Le tranquilizó darse cuenta de que al sargento no le interesaban las razones de que Olivia se encontrase en su casa por la noche y para colmo en la bañera. Probablemente se había hecho su composición de lugar, pero tenía el suficiente tacto para no mencionarlo ni para dejar traslucir la opinión que le merecía. A pesar de todo, Nico sentía cierto embarazo ante ese hombre tan serio y tan correcto.

—No. Por Cuatro Caminos, pero la dirección exacta no la sé.

—¿Teléfono?

—El móvil.

—Ya lo hemos comprobado. Pero la dirección que dio para el alta no es ya la suya. ¿Se le ocurre alguien que pueda darnos más información?

—Sí.

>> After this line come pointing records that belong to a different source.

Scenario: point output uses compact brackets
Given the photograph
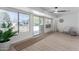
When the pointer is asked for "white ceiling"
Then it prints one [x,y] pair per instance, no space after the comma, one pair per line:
[70,10]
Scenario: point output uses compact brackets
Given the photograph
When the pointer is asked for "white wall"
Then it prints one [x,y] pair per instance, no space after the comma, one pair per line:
[70,20]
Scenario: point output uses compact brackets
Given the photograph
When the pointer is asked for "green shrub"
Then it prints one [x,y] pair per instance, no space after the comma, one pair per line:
[7,34]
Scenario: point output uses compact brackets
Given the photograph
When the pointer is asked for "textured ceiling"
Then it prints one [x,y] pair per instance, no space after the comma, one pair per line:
[69,10]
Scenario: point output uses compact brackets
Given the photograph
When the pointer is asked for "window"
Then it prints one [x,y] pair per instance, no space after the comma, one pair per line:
[14,19]
[19,21]
[36,26]
[10,16]
[23,22]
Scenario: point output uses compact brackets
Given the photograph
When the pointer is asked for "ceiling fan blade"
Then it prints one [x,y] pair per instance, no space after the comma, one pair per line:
[62,10]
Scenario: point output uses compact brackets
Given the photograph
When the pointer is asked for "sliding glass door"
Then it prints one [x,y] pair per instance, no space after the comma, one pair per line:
[41,24]
[38,25]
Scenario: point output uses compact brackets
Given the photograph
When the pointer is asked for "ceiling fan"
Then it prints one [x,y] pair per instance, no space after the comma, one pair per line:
[56,10]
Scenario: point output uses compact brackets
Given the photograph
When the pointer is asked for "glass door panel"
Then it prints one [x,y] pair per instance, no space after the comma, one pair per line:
[36,26]
[41,25]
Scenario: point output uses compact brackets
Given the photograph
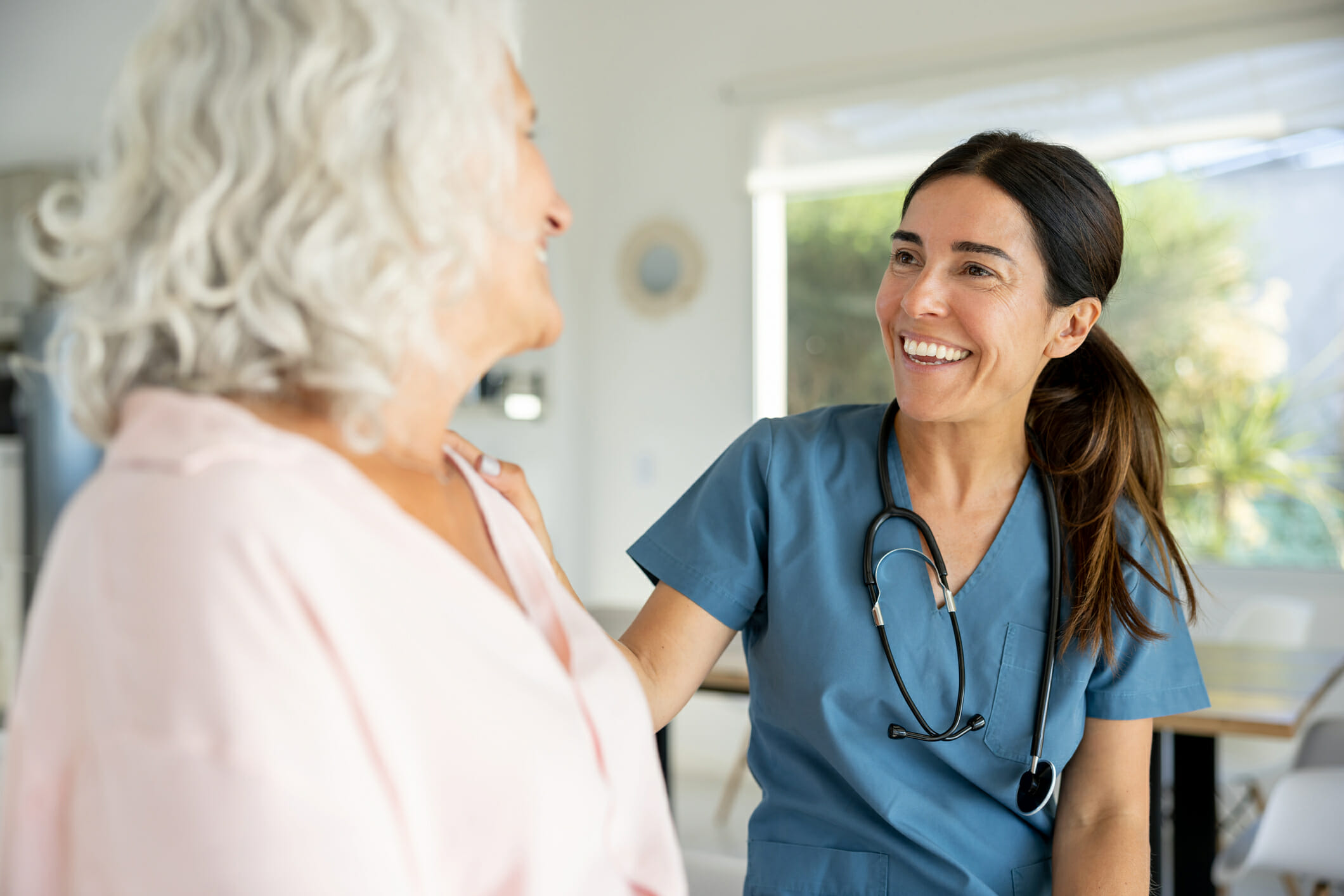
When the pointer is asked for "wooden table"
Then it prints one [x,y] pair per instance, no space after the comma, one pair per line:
[1253,691]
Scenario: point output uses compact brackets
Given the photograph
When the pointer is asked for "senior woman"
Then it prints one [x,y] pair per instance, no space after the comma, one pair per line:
[284,641]
[920,758]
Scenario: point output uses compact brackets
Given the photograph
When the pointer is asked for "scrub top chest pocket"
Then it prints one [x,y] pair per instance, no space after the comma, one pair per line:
[1011,714]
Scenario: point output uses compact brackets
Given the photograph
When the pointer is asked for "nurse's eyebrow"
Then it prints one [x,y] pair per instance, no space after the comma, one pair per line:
[980,249]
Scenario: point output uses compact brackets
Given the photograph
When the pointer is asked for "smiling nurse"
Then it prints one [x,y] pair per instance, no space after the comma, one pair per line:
[1014,410]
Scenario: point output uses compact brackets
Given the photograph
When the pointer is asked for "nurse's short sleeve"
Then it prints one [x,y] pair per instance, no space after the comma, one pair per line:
[1149,677]
[711,544]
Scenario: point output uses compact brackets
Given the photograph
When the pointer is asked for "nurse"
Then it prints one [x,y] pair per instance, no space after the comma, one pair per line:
[1003,260]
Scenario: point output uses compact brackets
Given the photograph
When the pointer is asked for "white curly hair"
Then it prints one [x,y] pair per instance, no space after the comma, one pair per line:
[285,193]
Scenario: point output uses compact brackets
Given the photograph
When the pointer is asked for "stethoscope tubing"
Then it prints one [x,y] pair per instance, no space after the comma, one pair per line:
[891,511]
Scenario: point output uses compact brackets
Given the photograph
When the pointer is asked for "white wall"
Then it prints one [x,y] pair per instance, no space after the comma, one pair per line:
[636,125]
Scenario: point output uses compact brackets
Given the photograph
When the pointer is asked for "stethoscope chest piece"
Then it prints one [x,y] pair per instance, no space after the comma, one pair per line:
[1038,783]
[1037,788]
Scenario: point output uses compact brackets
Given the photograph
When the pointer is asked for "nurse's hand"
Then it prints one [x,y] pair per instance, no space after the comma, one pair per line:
[510,481]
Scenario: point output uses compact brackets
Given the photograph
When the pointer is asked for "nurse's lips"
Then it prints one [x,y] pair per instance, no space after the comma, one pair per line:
[927,352]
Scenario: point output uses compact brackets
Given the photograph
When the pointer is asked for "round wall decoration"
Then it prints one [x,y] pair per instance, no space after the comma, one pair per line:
[662,266]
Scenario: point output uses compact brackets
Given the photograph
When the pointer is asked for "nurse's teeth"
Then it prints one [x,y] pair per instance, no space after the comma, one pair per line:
[933,351]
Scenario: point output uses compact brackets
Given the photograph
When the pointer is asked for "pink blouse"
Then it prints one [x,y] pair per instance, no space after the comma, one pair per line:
[249,672]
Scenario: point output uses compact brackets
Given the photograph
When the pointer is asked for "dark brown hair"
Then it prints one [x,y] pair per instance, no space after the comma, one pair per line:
[1099,425]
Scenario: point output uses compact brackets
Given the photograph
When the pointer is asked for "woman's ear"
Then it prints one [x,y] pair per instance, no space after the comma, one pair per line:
[1071,326]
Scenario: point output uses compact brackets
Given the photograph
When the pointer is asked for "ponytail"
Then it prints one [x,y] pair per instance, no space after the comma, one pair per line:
[1099,423]
[1100,429]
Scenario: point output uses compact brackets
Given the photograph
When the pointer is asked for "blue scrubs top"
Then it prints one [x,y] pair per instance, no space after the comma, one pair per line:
[770,542]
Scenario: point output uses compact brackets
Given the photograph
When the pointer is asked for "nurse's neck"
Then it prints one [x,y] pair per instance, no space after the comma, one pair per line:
[960,464]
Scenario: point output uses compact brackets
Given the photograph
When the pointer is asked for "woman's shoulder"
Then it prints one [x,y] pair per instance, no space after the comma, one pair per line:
[825,425]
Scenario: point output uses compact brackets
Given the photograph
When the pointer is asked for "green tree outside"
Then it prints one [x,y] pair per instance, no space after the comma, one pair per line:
[1206,339]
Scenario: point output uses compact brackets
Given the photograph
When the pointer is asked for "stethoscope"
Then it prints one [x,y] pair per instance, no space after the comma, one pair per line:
[1037,785]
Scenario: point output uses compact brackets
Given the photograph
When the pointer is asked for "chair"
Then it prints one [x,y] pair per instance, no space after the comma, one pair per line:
[1300,831]
[1245,762]
[1297,835]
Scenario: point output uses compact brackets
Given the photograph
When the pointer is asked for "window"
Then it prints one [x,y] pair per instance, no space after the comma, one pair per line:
[1231,303]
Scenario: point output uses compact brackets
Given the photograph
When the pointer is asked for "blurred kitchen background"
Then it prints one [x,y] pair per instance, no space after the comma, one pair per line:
[735,167]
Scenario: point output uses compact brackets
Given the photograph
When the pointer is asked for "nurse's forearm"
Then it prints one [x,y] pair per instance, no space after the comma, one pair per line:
[1106,855]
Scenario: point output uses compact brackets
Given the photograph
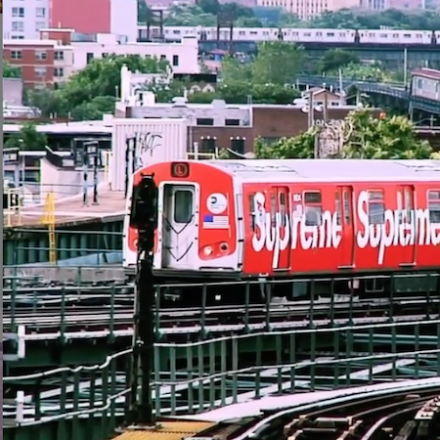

El jardinero. Julián. Él nos la recomendó.

—¿Apellido? ¿O sabe dónde encontrarlo?

—Julián…, no, no sé el apellido. Pero va todas las tardes un rato a casa de mi suegro.

—A cuidar el jardín.

—No tiene jardín. Vive en un apartamento —el sargento aguardó una explicación, y por primera vez pareció sentir curiosidad por el caso.

—¿Entonces?

—Pasa todas las tardes para cerciorarse de que está bien.

—¿Se encuentra enfermo?

—Es alcohólico.

—Y el tal Julián controla que no ha hecho ninguna tontería, si come… esas cosas. Entendido —Nico interpretó el fugaz alzamiento de cejas del sargento como un juicio moral sobre él y su familia—. ¿Sabe su dirección?

Nico tampoco la sabía; sólo el número de teléfono. Se lo dio.

—Bueno, creo que es todo. Supongo que tampoco sabe cómo localizar a su familia, o si tiene familia en España.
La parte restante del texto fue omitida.